If you start comparing living conditions for minorities in the EU vs America, it's obvious that the former scores far better when it comes to health care or criminal justice - but that goes for poor white people as well. While the American criminal justice system is even worse for minorities, it's plenty shitty enough for poor white people - see also Mook's article and the discussion below.
Same with health care. Europeans are baffled whenever they see Americans who seem to think they have the best health care in the world - because we look at the statistics and the average health outcomes, e.g. the mortality rate for mothers giving birth, which are significantly worse than ours, despite the US being significantly wealthier and spending a significantly larger share of that greater wealth on health care. But of course, if those Americans entirely ignore the health of people who don't have a good job with health insurance benefits and can't pay the staggering costs out of their own pocket, they may well say that their health care system is better - for those who can afford it.

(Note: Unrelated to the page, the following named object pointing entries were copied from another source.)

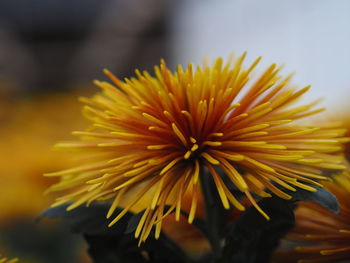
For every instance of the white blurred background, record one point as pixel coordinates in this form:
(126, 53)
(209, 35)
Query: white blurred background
(311, 37)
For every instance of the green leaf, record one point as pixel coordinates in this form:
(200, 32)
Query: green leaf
(322, 197)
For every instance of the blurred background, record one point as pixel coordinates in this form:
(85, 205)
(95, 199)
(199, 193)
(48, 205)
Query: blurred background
(50, 51)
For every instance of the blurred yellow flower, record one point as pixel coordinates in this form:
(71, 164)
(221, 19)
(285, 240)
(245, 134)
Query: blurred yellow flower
(325, 236)
(156, 136)
(28, 129)
(6, 260)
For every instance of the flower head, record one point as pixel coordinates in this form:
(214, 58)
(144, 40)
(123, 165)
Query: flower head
(153, 137)
(325, 236)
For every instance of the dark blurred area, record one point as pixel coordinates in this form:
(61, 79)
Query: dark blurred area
(50, 52)
(61, 44)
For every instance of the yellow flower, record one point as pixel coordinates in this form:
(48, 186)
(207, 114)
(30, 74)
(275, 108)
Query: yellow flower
(328, 234)
(153, 137)
(29, 128)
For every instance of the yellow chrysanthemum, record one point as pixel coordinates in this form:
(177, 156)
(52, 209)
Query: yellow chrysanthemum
(156, 136)
(327, 234)
(30, 127)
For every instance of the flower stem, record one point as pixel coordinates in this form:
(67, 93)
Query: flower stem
(212, 214)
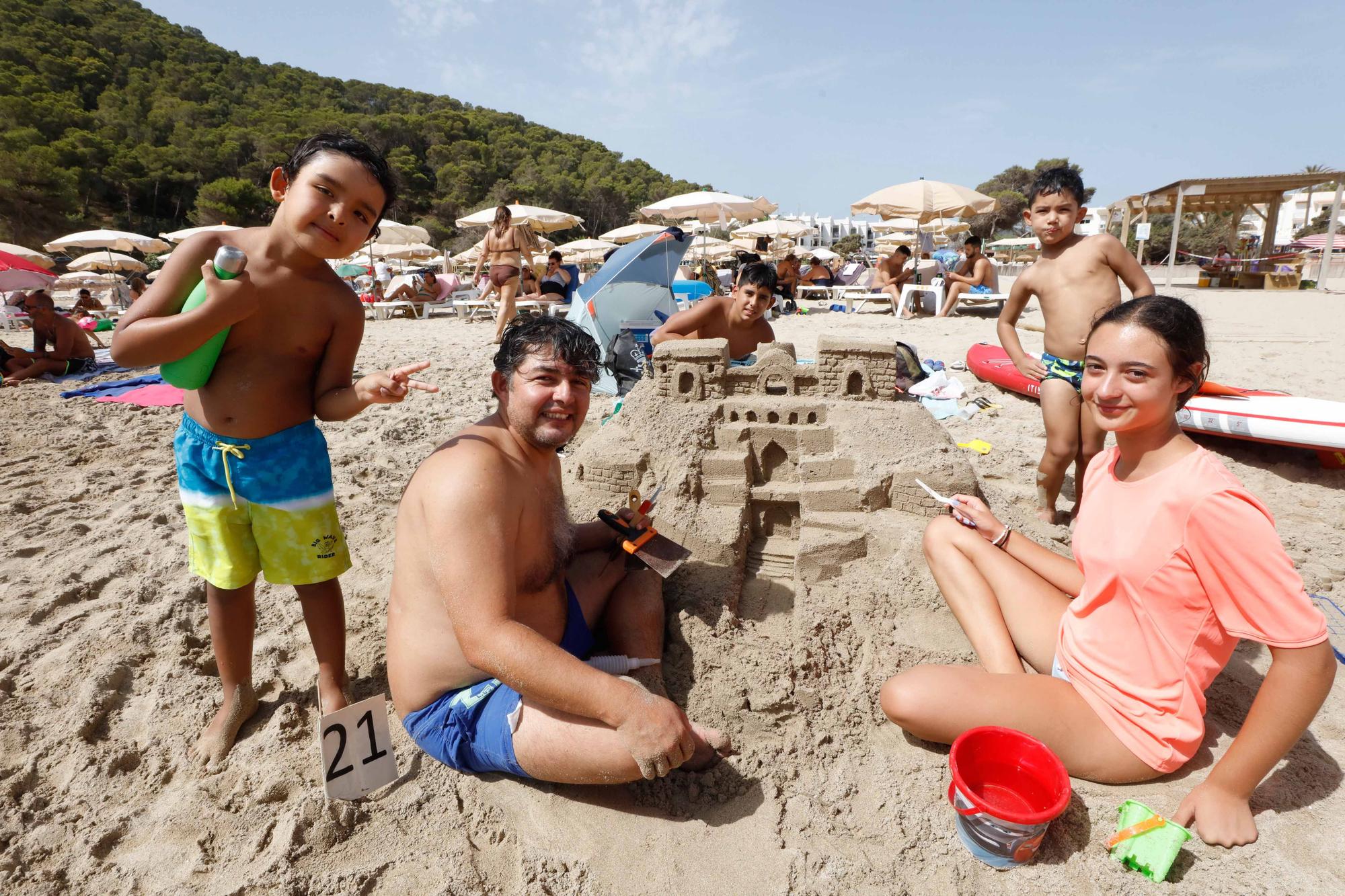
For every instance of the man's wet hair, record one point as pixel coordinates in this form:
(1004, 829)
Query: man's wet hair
(759, 275)
(549, 337)
(1058, 182)
(346, 145)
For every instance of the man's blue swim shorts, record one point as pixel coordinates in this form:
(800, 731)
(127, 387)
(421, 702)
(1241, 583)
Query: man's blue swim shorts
(473, 728)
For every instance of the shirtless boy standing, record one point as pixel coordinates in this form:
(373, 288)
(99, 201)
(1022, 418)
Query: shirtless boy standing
(1075, 280)
(254, 470)
(486, 639)
(71, 350)
(736, 317)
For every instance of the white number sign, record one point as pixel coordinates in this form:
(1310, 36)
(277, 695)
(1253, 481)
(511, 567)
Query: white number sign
(357, 749)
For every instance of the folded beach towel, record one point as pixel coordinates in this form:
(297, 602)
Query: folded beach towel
(103, 357)
(158, 396)
(112, 388)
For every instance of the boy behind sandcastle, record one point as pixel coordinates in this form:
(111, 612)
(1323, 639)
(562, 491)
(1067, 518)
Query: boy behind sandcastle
(1075, 280)
(252, 466)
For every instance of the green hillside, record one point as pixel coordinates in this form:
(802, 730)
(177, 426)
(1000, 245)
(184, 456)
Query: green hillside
(114, 116)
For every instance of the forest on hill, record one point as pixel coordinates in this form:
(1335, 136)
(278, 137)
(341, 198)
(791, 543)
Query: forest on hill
(114, 116)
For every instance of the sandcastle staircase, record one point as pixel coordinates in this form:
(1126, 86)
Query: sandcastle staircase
(777, 458)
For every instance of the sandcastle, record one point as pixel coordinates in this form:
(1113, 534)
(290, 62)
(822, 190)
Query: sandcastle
(775, 469)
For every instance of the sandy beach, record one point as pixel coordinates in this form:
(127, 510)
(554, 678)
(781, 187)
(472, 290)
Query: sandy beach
(107, 673)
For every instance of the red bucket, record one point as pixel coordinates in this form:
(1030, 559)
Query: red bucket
(1005, 787)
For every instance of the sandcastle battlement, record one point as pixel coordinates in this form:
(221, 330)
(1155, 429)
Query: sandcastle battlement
(847, 368)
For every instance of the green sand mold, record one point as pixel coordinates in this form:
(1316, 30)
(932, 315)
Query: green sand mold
(1153, 852)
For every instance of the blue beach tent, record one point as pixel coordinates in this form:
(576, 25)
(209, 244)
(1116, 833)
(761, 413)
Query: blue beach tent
(636, 284)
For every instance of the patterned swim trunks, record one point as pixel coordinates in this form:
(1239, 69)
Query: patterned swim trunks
(260, 505)
(1071, 372)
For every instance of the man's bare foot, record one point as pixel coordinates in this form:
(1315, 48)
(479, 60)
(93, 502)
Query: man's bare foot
(333, 694)
(219, 737)
(711, 747)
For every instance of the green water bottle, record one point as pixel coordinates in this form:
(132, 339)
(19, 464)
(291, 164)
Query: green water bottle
(194, 370)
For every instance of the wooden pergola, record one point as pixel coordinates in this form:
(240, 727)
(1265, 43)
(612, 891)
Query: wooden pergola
(1229, 194)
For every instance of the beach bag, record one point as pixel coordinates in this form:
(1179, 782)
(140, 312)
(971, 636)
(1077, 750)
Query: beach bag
(909, 366)
(627, 362)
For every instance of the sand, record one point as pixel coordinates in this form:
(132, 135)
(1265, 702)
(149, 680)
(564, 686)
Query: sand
(107, 674)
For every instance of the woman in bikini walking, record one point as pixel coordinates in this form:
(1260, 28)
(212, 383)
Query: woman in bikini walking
(505, 249)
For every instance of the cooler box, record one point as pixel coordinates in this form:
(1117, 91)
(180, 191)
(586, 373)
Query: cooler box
(642, 330)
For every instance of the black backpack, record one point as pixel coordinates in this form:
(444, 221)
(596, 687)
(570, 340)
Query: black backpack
(627, 362)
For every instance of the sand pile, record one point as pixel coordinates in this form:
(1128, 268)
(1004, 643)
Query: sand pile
(107, 673)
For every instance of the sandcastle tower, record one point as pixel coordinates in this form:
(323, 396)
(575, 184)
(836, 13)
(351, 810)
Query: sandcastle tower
(777, 469)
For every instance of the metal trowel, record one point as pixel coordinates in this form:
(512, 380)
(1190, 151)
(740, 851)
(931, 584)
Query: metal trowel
(658, 552)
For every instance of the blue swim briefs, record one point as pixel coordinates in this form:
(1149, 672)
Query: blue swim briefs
(1071, 372)
(473, 728)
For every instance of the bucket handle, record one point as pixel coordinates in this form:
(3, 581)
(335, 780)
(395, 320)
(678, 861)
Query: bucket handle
(956, 807)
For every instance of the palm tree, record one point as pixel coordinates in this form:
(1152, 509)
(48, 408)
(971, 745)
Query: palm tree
(1308, 212)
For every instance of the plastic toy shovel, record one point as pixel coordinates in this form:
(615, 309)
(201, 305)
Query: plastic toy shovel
(660, 553)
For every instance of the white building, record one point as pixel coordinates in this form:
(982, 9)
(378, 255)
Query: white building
(1295, 214)
(831, 231)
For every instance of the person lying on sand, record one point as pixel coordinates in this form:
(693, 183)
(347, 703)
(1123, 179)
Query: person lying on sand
(254, 471)
(1175, 561)
(498, 598)
(71, 349)
(738, 317)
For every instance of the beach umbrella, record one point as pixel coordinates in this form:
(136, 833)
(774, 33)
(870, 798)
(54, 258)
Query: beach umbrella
(77, 279)
(631, 233)
(709, 206)
(541, 220)
(586, 245)
(392, 232)
(119, 240)
(395, 251)
(21, 274)
(775, 228)
(108, 261)
(29, 255)
(178, 236)
(894, 224)
(925, 201)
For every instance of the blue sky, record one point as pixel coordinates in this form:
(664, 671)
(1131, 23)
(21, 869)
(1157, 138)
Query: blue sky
(816, 106)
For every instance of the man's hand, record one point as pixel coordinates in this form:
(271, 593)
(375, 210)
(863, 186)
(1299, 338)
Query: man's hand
(229, 300)
(657, 732)
(1032, 368)
(392, 386)
(1223, 818)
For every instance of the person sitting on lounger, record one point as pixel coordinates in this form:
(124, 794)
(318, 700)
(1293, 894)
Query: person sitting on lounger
(71, 350)
(977, 278)
(424, 288)
(486, 642)
(892, 275)
(817, 275)
(738, 317)
(88, 302)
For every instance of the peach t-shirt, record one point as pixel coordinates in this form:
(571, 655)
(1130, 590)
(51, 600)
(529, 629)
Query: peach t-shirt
(1178, 567)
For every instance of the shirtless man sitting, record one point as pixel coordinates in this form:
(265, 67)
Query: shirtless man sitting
(71, 348)
(892, 274)
(498, 598)
(738, 317)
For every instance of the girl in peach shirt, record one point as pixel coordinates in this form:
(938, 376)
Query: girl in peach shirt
(1175, 561)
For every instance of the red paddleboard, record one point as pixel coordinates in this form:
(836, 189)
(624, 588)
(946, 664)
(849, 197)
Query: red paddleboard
(1272, 417)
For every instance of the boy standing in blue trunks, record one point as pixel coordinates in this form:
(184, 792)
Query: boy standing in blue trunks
(252, 466)
(1075, 280)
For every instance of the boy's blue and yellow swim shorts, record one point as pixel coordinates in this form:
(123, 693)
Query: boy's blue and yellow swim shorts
(260, 505)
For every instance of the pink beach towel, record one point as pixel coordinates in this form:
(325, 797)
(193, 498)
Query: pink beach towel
(158, 396)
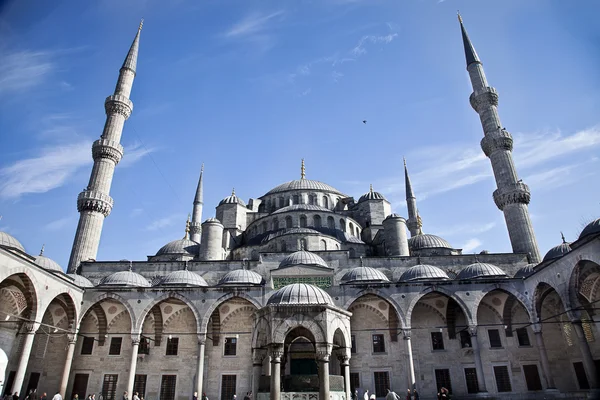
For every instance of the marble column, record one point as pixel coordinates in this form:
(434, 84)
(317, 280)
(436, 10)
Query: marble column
(200, 365)
(412, 384)
(135, 344)
(67, 369)
(28, 330)
(323, 360)
(276, 354)
(477, 355)
(539, 340)
(586, 354)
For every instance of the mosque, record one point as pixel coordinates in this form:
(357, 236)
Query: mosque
(304, 293)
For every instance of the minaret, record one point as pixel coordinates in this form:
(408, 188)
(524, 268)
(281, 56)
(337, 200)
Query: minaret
(512, 195)
(94, 202)
(196, 225)
(411, 203)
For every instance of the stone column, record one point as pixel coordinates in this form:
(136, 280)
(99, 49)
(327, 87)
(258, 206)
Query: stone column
(29, 332)
(411, 363)
(477, 354)
(135, 343)
(67, 370)
(345, 364)
(323, 360)
(200, 366)
(539, 340)
(588, 360)
(257, 360)
(276, 354)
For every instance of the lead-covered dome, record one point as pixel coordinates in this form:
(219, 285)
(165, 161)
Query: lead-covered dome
(427, 241)
(592, 227)
(81, 281)
(182, 246)
(10, 241)
(423, 272)
(241, 277)
(364, 274)
(300, 293)
(125, 278)
(183, 278)
(303, 257)
(303, 184)
(481, 270)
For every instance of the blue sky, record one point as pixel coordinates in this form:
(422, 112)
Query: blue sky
(251, 87)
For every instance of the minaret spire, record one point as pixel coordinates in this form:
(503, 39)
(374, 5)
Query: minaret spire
(196, 224)
(411, 203)
(512, 195)
(94, 202)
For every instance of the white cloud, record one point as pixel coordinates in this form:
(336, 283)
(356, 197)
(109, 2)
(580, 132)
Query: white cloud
(471, 245)
(251, 24)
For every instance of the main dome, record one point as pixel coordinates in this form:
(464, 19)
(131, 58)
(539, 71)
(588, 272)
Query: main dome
(300, 293)
(303, 184)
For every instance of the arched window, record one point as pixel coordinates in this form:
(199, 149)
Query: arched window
(317, 221)
(330, 222)
(303, 221)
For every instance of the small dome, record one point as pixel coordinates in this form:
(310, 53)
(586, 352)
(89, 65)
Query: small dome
(427, 241)
(480, 270)
(300, 293)
(48, 263)
(81, 281)
(423, 272)
(125, 278)
(303, 257)
(183, 278)
(557, 251)
(233, 199)
(364, 274)
(592, 227)
(181, 246)
(241, 277)
(525, 271)
(9, 241)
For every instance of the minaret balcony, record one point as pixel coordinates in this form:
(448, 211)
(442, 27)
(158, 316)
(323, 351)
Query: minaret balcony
(483, 98)
(517, 193)
(104, 148)
(92, 200)
(118, 104)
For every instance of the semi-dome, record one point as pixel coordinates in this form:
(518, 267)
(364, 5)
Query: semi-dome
(524, 271)
(302, 257)
(81, 281)
(183, 278)
(125, 278)
(303, 184)
(10, 241)
(300, 293)
(427, 241)
(364, 274)
(592, 227)
(557, 251)
(423, 272)
(182, 246)
(480, 270)
(241, 277)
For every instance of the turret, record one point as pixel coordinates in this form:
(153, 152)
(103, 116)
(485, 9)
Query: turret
(94, 202)
(196, 225)
(512, 196)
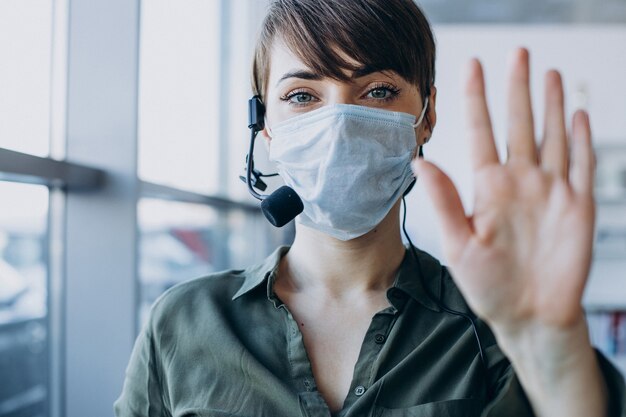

Definitely, EU countries also struggle with structural racism, with inequalities in education and job opportunities, and so on. My own country scores particularly badly in terms of the education achievement gap between whites and minorities. But I do want to add one point there: those minorities that we're talking about in the European context are, to a very large extent, guest workers and their families who arrived starting from the 1960s. Or people from the former colonies, who started to arrive around the same time, after those colonies gained their independence. It's not really comparable to the position of Black Americans.